Demorei demorei demorei

Torres neste inverno que se apresenta com toda a força: azul, iluminado, e frio. Demorei. Demorei. Demorei a te escrever. Meu amigo querido. A casa segue fora do lugar.  A vida segue intensa. Sigo do mesmo jeito. Encontrar, reencontrar, reanimar, rir, esperar, e mais uma vez mudar tudo de lugar. Mudar. Sim, ainda estou me mudando, refazendo, reordenando. E procurando a hora certa de te dizer estou aqui, e te espero. Atabalhoadamente, adoro esta expressão, tento me descrever, responder, e deixar de te pensar. Penso. Como se este fosse meu permanente modus operandi… História engraçada, confusa, mas intensa. E me proponho escrever logo de manhã, mas… Mas acontece tanta coisa! Cedo vamos para a calçada, Ônix e eu, caminhada primeira, curta. Resolvo comprar um pão fresco para o café, e vou até ao centro da cidade cheia de bom dia e sorriso. Depois do café, durante o café, olho para a lagoa, devagar. Espreguiço. E já vai longe este amanhecer.

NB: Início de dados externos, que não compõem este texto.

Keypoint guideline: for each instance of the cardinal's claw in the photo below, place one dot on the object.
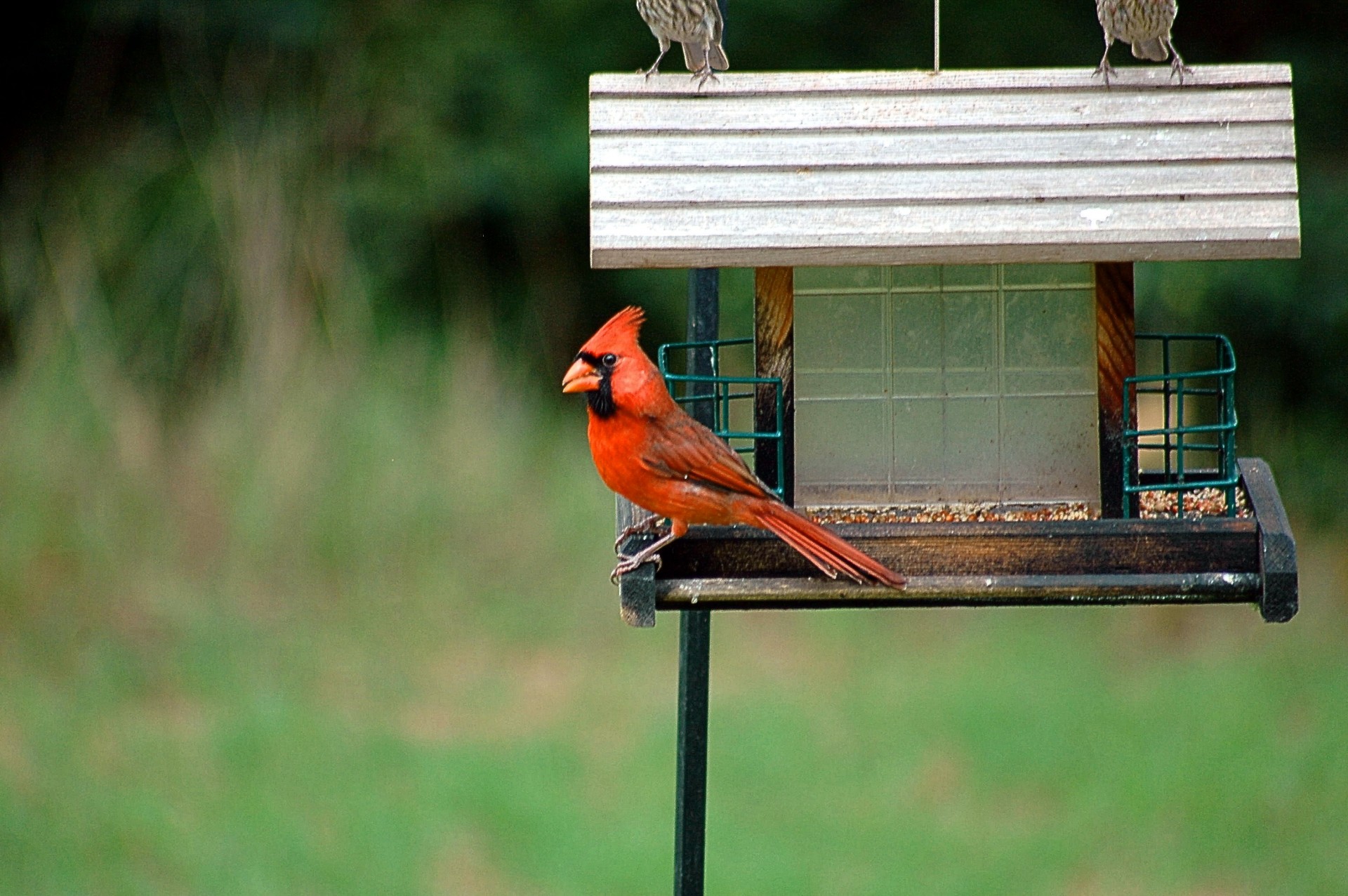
(630, 565)
(637, 529)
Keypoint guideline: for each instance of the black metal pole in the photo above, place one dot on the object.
(694, 632)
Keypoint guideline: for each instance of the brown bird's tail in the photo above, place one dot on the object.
(697, 57)
(716, 55)
(831, 554)
(1151, 49)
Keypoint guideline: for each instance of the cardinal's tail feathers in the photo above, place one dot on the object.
(831, 554)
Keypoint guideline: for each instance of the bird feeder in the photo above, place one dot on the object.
(944, 318)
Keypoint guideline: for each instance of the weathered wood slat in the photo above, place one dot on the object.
(953, 183)
(960, 591)
(993, 252)
(945, 111)
(908, 167)
(777, 83)
(945, 233)
(874, 150)
(1207, 218)
(1115, 547)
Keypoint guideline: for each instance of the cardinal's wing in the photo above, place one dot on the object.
(681, 448)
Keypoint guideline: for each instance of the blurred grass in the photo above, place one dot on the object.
(303, 566)
(362, 640)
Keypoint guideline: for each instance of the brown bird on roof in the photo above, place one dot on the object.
(697, 25)
(1146, 26)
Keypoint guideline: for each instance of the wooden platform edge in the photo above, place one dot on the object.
(1278, 601)
(960, 591)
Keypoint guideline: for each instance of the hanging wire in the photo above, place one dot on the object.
(936, 44)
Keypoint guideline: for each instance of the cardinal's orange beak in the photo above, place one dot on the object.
(580, 378)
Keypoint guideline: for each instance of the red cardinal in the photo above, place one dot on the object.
(658, 457)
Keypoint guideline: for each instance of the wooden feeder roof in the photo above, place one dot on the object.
(911, 167)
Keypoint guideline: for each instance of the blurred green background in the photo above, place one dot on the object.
(303, 562)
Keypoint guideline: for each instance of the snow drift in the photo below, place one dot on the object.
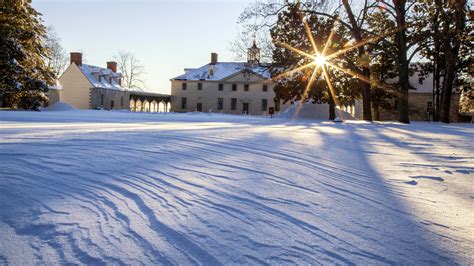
(60, 106)
(312, 111)
(92, 187)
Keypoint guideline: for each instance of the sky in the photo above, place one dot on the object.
(166, 36)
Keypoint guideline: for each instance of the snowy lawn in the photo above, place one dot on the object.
(110, 187)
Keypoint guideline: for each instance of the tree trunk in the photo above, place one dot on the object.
(403, 73)
(332, 109)
(356, 33)
(376, 110)
(451, 47)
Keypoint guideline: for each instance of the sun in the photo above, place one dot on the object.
(319, 60)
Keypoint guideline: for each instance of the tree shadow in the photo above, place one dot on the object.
(259, 196)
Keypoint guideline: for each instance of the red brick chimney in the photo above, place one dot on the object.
(213, 58)
(112, 66)
(76, 58)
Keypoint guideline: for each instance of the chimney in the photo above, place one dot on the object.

Vou escrever. Mas abro o livro. Decido lavar a louça. Largo o livro. Remexo na gaveta, e já é hora de outra volta. Desta vez, uma demorada caminhada.  E depois, depois… Resolvo terminar a questão armário. Empacota, leva, arruma. Pensa. E já está no meio da tarde. Vou comer umas frutas. Televisão. Entro no mundo real. A vida se repete num “abuso” deste desvendamento político. Espanto. O certo, meu amigo, o correto seria mudar para o definitivo, mas não existe definitivo, não é mesmo? E me demoro nas lembranças. Estou no agito torrense muito igual, muito o mesmo, e sempre intenso. Ondas. Murmúrio, e silêncio. Uma festa de luz. Mas pouca coisa acontece por aqui quando não estás… Salvo, é claro, as mudanças interiores.  O dia apenas amanhece, se estica, e já anoitece. E já vou me deitar. Não. Antes conto um pouco mais do livro de Karl Ove Knausgård. Assim lemos juntos.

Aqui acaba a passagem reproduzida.